NDSU Department of Plant Sciences faculty researcher Burton Johnson and master’s students Swarup Podder, Nicholas Steffl and Kyle Aasand presented results from their respective research programs at the 29th annual Association for the Advancement of Industrial Crops meeting in Ames, Iowa, Sept. 10-13.
Podder, Steffl and Aasand each received a $1,000 travel award from the association to attend the meeting.
Podder presented “Screening Forage Sorghum Genotypes for Cold Tolerance” in the poster session.
Steffl and Aasand presented results from their cover crop research in corn and soybean cropping systems in the oilseed division. Steffl presented “Relay Cover Crops in Soybean Cropping Systems in Eastern North Dakota” and Aasand presented “Corn Relay Cropping with Winter Rye, Field Pennycress, and Winter Camelina.”
Johnson, professor and sunflower, minor and new crop production project leader, presented “Seeding Date, Cultivar, and Seed Treatment Effects on Industrial Hemp Stand Establishment in North Dakota” in the fiber and cellulosic crops division.
Podder, from Bangladesh, is advised by Marisol Berti, professor and forages and biomass production project leader in the Department of Plant Sciences. Steffl, from Callaway, Minnesota, and Aasand, from Carrington, North Dakota, are advised by Johnson.

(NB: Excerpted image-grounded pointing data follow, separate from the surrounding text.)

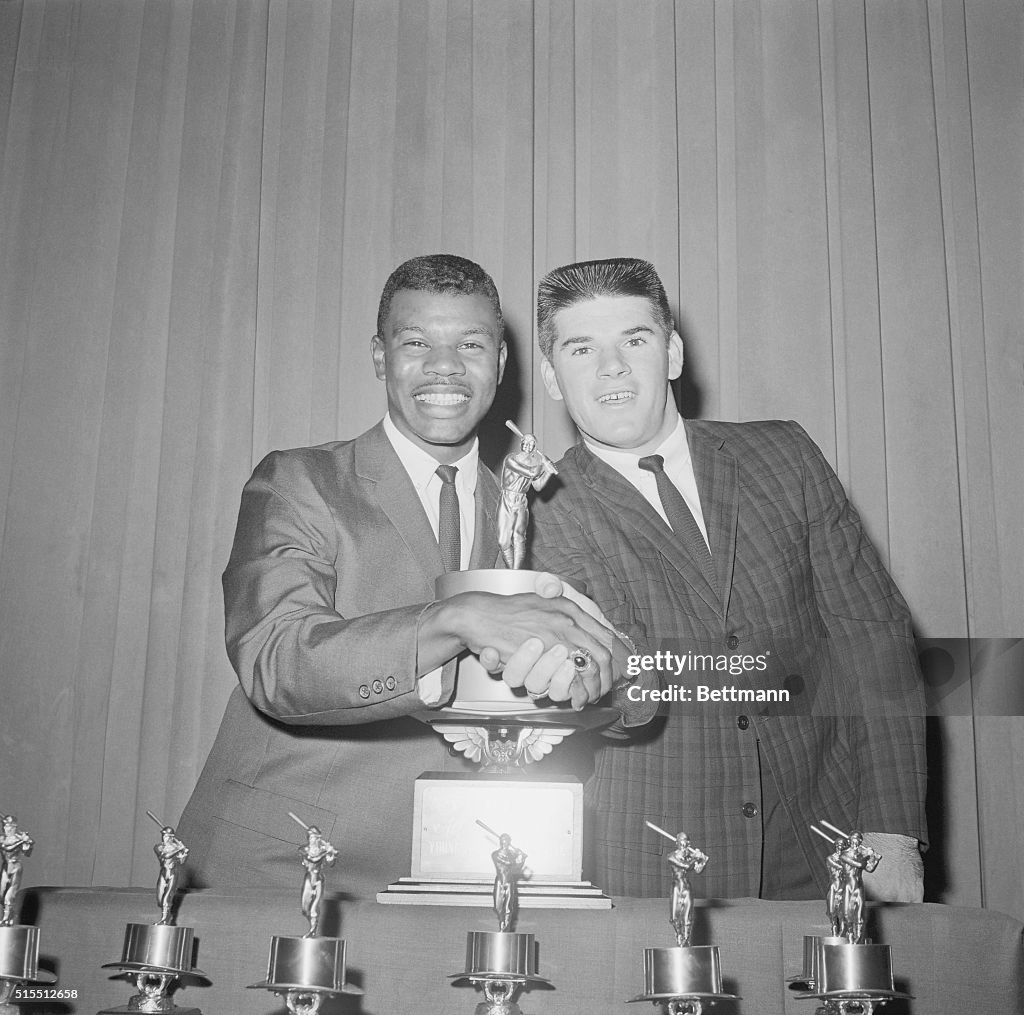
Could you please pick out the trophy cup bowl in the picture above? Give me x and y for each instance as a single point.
(306, 963)
(843, 971)
(157, 946)
(497, 955)
(682, 972)
(811, 972)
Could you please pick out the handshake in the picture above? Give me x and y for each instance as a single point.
(553, 642)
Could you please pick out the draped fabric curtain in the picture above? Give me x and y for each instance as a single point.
(201, 200)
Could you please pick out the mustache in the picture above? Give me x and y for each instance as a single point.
(448, 387)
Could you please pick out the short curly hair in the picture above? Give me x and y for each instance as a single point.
(438, 273)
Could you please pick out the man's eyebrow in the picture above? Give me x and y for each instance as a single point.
(574, 340)
(583, 339)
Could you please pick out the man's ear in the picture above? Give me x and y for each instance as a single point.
(503, 354)
(377, 348)
(550, 380)
(675, 355)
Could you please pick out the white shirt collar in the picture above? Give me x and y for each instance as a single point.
(675, 450)
(422, 466)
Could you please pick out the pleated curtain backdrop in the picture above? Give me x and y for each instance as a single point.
(201, 200)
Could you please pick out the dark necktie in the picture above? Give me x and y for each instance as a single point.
(449, 532)
(681, 518)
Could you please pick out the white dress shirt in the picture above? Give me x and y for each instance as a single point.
(678, 467)
(422, 470)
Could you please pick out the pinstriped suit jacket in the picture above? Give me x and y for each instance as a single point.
(333, 561)
(801, 583)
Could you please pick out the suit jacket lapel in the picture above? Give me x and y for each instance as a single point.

More than 50 public and private researchers from across the United States and around the world attended the meeting. The association is an international, nonprofit educational and scientific organization established to encourage and promote the activities of those involved in the production, processing, development and commercialization of industrial crops and products derived from industrial crops.